We demonstrate graph analysis capabilities of big-memory machines by using PageRank [20] and undirected triangle counting—two key graph algorithms that are often used for benchmarking purposes. PageRank is an example of an iterative message-passing-like computation. We measured the runtime of 10 iterations. Triangle counting is directly related to relational joins, one of the central problems in database systems [19]. We ran each experiment 5 times, and report the average runtimes. Table 3 shows the results. It is worth comparing the performance of Ringo to the recently published results on the Twitter2010 graph.

Table 3.

Performance of parallel graph algorithms for PageRank and Triangle Counting on a single big-memory machine with 80 cores.

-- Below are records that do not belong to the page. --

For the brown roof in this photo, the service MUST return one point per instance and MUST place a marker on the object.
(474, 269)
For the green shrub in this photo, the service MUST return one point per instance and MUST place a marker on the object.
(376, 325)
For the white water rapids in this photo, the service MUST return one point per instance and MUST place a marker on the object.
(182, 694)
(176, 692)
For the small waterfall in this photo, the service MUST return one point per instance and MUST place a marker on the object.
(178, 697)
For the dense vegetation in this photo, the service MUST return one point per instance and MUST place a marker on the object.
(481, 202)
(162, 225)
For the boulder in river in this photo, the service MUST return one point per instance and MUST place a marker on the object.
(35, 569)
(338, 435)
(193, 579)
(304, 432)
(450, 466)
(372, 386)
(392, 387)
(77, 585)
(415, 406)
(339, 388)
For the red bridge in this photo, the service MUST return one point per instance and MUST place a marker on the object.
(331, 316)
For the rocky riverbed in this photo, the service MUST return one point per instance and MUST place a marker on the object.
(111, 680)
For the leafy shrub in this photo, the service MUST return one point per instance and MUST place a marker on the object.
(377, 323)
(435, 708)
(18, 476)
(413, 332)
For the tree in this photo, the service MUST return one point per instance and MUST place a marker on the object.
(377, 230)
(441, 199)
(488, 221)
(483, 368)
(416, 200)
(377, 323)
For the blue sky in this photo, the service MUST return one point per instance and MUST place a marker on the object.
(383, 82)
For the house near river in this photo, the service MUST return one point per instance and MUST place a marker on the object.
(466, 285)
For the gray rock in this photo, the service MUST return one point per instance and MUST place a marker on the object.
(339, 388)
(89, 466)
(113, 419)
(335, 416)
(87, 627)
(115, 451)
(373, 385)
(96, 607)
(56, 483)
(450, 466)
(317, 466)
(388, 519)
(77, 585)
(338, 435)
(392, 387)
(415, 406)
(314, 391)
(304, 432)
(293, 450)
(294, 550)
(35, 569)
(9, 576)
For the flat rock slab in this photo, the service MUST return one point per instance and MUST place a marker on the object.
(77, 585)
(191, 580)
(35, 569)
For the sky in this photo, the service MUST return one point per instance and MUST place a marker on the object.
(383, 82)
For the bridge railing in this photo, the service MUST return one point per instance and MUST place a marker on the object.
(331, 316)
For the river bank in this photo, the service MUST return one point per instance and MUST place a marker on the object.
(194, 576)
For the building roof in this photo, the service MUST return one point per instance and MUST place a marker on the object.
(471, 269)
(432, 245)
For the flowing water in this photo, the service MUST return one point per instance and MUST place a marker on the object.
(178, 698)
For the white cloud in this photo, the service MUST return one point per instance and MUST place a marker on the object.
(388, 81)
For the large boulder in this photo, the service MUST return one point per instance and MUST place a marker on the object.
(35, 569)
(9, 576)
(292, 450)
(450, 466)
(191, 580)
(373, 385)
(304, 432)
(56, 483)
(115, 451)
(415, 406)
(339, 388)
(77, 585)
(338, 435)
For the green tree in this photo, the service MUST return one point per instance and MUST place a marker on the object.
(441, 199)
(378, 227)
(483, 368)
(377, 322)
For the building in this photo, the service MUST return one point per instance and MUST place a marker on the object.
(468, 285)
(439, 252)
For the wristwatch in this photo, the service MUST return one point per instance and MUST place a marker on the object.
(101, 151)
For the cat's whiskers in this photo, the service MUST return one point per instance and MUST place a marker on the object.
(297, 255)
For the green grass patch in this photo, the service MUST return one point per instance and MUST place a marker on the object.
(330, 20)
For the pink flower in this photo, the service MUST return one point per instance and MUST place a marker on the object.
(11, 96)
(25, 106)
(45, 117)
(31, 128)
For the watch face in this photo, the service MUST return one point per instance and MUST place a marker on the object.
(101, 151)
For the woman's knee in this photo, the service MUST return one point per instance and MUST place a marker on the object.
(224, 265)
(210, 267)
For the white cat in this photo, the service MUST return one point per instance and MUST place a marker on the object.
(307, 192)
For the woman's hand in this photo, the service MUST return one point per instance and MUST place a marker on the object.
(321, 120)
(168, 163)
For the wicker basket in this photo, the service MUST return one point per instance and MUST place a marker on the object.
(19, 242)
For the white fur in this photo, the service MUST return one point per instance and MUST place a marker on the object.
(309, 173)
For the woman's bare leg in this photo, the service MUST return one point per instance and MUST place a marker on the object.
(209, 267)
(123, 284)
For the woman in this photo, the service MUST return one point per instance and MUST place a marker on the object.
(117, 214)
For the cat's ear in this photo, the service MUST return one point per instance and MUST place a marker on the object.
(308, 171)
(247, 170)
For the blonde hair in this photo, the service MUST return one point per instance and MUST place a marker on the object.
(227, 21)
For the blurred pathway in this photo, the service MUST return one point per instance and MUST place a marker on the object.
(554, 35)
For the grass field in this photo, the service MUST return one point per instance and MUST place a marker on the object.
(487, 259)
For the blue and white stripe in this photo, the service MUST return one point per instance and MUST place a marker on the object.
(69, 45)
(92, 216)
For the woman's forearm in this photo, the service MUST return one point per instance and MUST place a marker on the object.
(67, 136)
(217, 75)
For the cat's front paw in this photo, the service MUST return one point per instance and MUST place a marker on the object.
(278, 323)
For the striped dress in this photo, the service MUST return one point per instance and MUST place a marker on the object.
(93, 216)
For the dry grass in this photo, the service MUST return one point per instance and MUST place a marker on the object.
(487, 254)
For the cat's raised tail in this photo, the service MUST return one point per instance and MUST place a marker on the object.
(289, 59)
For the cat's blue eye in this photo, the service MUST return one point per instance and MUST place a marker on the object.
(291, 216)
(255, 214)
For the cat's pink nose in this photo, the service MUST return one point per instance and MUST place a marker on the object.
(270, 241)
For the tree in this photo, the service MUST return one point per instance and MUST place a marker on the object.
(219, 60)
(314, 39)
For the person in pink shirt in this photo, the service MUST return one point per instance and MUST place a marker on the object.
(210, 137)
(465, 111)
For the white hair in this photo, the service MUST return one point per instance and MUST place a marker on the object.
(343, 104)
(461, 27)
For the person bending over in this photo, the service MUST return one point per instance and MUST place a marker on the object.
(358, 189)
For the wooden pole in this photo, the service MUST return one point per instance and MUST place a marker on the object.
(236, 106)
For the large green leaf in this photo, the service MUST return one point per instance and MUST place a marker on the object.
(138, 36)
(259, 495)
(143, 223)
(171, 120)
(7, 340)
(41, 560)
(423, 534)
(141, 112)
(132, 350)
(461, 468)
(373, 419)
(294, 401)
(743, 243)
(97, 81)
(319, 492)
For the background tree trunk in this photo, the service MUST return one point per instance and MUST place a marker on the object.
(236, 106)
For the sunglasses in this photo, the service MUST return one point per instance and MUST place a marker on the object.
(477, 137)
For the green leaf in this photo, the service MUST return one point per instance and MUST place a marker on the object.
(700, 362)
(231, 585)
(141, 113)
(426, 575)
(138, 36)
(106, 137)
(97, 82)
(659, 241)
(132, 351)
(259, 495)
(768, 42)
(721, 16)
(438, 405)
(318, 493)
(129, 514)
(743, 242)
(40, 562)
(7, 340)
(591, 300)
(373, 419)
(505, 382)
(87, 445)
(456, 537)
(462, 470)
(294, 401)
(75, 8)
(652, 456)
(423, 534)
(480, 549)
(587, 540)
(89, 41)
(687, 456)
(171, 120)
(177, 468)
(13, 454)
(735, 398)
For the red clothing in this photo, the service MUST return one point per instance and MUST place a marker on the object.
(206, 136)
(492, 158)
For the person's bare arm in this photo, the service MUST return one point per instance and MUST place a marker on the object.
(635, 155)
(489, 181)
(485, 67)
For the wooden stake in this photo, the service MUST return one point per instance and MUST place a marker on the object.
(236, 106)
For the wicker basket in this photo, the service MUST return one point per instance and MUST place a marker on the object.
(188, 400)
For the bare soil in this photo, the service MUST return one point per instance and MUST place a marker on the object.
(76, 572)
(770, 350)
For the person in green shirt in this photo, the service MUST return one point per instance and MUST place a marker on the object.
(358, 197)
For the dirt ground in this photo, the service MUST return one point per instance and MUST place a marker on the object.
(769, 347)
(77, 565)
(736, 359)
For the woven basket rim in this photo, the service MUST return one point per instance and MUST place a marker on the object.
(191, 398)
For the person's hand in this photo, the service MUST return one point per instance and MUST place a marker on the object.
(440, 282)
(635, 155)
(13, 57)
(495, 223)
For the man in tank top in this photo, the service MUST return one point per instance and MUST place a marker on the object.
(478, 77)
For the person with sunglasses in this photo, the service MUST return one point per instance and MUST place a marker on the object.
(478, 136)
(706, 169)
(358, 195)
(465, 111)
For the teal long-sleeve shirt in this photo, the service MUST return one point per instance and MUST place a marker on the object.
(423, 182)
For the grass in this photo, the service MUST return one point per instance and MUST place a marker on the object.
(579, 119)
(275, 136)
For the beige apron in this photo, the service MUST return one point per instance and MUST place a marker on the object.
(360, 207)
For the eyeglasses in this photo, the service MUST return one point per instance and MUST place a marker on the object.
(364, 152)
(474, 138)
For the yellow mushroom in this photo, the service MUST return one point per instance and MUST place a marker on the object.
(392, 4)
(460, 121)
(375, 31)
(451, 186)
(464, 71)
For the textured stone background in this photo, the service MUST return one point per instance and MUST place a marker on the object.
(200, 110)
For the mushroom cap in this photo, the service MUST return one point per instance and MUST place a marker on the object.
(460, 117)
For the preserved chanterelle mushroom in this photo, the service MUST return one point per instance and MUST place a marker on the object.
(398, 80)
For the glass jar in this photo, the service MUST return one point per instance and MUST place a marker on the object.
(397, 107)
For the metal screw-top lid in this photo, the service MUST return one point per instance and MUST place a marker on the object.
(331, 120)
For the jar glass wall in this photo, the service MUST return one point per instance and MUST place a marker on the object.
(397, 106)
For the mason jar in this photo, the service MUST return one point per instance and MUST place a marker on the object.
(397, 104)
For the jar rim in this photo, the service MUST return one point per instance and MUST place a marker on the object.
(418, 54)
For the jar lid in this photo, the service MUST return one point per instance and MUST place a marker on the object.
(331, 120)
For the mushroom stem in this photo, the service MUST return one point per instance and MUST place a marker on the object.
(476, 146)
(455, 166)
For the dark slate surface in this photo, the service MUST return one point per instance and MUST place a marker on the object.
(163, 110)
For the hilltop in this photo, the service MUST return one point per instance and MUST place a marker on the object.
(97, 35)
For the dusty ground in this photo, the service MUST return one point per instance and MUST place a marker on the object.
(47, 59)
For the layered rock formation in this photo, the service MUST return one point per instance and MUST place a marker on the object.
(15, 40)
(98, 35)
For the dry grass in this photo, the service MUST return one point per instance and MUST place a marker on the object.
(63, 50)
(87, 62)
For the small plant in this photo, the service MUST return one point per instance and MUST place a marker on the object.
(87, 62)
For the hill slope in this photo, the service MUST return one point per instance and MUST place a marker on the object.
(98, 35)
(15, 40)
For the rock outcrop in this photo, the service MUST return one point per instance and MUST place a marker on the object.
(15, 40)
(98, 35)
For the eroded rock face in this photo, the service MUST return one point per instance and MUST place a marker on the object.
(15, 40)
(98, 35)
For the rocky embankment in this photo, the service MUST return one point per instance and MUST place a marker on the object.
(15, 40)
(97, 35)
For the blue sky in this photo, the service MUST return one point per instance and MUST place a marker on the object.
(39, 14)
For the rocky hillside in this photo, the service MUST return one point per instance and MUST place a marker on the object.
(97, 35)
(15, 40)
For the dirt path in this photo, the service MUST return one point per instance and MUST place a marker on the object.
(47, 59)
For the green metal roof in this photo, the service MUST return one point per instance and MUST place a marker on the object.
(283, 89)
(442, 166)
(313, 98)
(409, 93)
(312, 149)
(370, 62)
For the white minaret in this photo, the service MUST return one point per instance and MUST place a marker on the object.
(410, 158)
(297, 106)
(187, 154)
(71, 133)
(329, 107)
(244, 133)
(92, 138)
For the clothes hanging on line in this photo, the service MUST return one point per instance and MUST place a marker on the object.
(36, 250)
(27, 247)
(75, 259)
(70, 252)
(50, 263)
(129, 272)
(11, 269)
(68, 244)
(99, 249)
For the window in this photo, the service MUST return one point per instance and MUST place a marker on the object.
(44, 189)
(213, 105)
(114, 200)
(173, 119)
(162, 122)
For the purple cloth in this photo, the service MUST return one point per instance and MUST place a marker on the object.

For PageRank, ten iterations were timed

Operation LiveJournal Twitter2010
PageRank 2.76s 60.5s
Triangle Counting 6.13s 263.6s

For triangle counting, a recently published method [13] took 469s using 1 machine with 6 cores and SSD based secondary storage, while a different, distributed approach took 564s on a cluster of 200 processors [6]. Ringo takes 263s on 1 machine with 80 hyperthreads. The implementation of the algorithm in Ringo was simple, using a straightforward approach, similar to [6] and parallelizing the execution with a few OpenMP statements.

PowerGraph [8] is one of the highest performing graph processing systems. Using 64 machines with 512 cores, PowerGraph took 3.6s per iteration of the PageRank algorithm. On the other hand, Ringo takes around 6s per iteration, while using 6× fewer cores, only one machine and 13GB RAM. Similarly to the implementation of triangle counting, PageRank implementation in Ringo is based on a straightforward, sequential algorithm with a few OpenMP statements for parallel execution. Even though the purpose of Ringo is not to be the fastest graph engine, comparisons show the viability of big-memory machines for processing all-but-the-largest graphs.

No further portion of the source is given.